Effi is socially ambitious so she accepts, despite the considerable age difference. In short order she finds herself stranded in a remote Baltic town with a man she barely knows, not that this dents Effi's enthusiasm. She believes her husband to be a decent fellow of firm principle (relative to her moral code, in any case). Yet the Instetten household gives Effi the cold-shoulder, with the housekeeper Johanna (Irm Hermann) taking particular umbrage. Even when Effi falls pregnant her situation remains poor, since the town elite have long since decided that she doesn't fit in. A lapsed Catholic nanny, Roswitha (Ursula Strätz), helps but still Effi comes to innocently spend her time with the inveterate womaniser Major Crampas (Ulli Lommel).

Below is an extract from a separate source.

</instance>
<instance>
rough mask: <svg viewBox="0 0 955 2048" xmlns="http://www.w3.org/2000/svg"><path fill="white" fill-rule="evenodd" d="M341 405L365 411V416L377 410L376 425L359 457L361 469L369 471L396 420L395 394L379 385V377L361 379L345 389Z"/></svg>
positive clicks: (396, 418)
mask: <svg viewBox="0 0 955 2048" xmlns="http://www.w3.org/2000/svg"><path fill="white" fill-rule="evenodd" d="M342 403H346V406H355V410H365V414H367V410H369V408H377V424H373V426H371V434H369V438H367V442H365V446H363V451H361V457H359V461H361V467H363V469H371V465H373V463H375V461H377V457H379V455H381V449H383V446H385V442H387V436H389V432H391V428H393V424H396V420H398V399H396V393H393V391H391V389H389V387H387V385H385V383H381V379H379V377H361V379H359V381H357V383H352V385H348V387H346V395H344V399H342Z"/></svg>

As Effi Briest plays, there is one quality that comes to dominate: the flatness of its emotional landscape. In scene after scene the characters talk past one another, mouthpieces for an interior monologue. Instead of showing us the events that drive this story, Rainer Werner Fassbinder describes them; at times his narration quotes almost verbatim from Theodor Fontane's text. What we have, at least initially, is the unbearable sight of a film suffocating by its own rigidity. Yet curiously this seems to be exactly the mood that Fassbinder is striving for, hoping to remark upon the stifling repression of 19th Century Germany. If so then Fassbinder hits this nail square on; the problem is that this doesn't make for a delightful viewing experience. When emotion must be hidden at all costs, this leaves nothing for the audience to get a hold of.
In line with Fassbinder's wishes, the majority of the cast put no inflection into their speech, avoiding any semblance of an emotional response. Effi Briest feels almost like a rehearsal, where the cast are simply running through their lines without shading in the intricacies. The only character who makes any sort of impression is Roswitha, principally through the hooks that we are given into her past. Strätz induces a response because she's tangible, because she directly interacts with other people. There are moments, near the end, where Schygulla breaks free of Fassbinder's straitjacket but this just enhances our sense of frustration. Effi Briest is tough and impenetrable, its strands thickly packed together; if only there were a way to taste the film's lifeblood.
As usual Fassbinder demonstrates absolute technical control, using Jürgen Jürges and Dietrich Lohmann to photograph his vision. Throughout, Fassbinder's strict stylisation guides the lighting and spatial dynamics of each scene, reinforcing Effi Briest's aura of alienation. Characters are pinned in place by formality, unnatural in the mode of a butterfly museum. To open up the frame, Fassbinder repeatedly employs a clever device; mirrors, placed everywhere, reflect back on the camera. Thus he allows an interpretative flexibility while simultaneously increasing the character's emotional distance; we don't see the "real" protagonists during some key moments, merely their ghosts.
In retrospect it becomes clear that Effi Briest is hardly a film at all, in the traditional sense. Fassbinder is in love with Fontane's words, to the extent that his monochrome creation is pushed into the background by the film's literary source. Unlike the vast majority of movies, which attempt to engage on a visceral level, this is a purely intellectual journey. The oppressive cruelty of Effi's chosen society is stripped repulsively naked, a bloated force that turns the characters into puppets. This environment is the tale's key figure; it means nothing in human terms, yet its influence is all around. The inevitable conclusion is that Effi Briest will appeal to a select group, those able to appreciate its complex, cerebral overtones, arid nature and slippery angst.
That said, there is a caveat: as Fassbinder remarks, "Well, it's a film that really only works in the German language." This is quite correct, although the poorly translated subtitles do little to express the inherent subtlety of Fontane's novel. If you're not fluent in the German language then be prepared to miss out on an important, perhaps critical, aspect.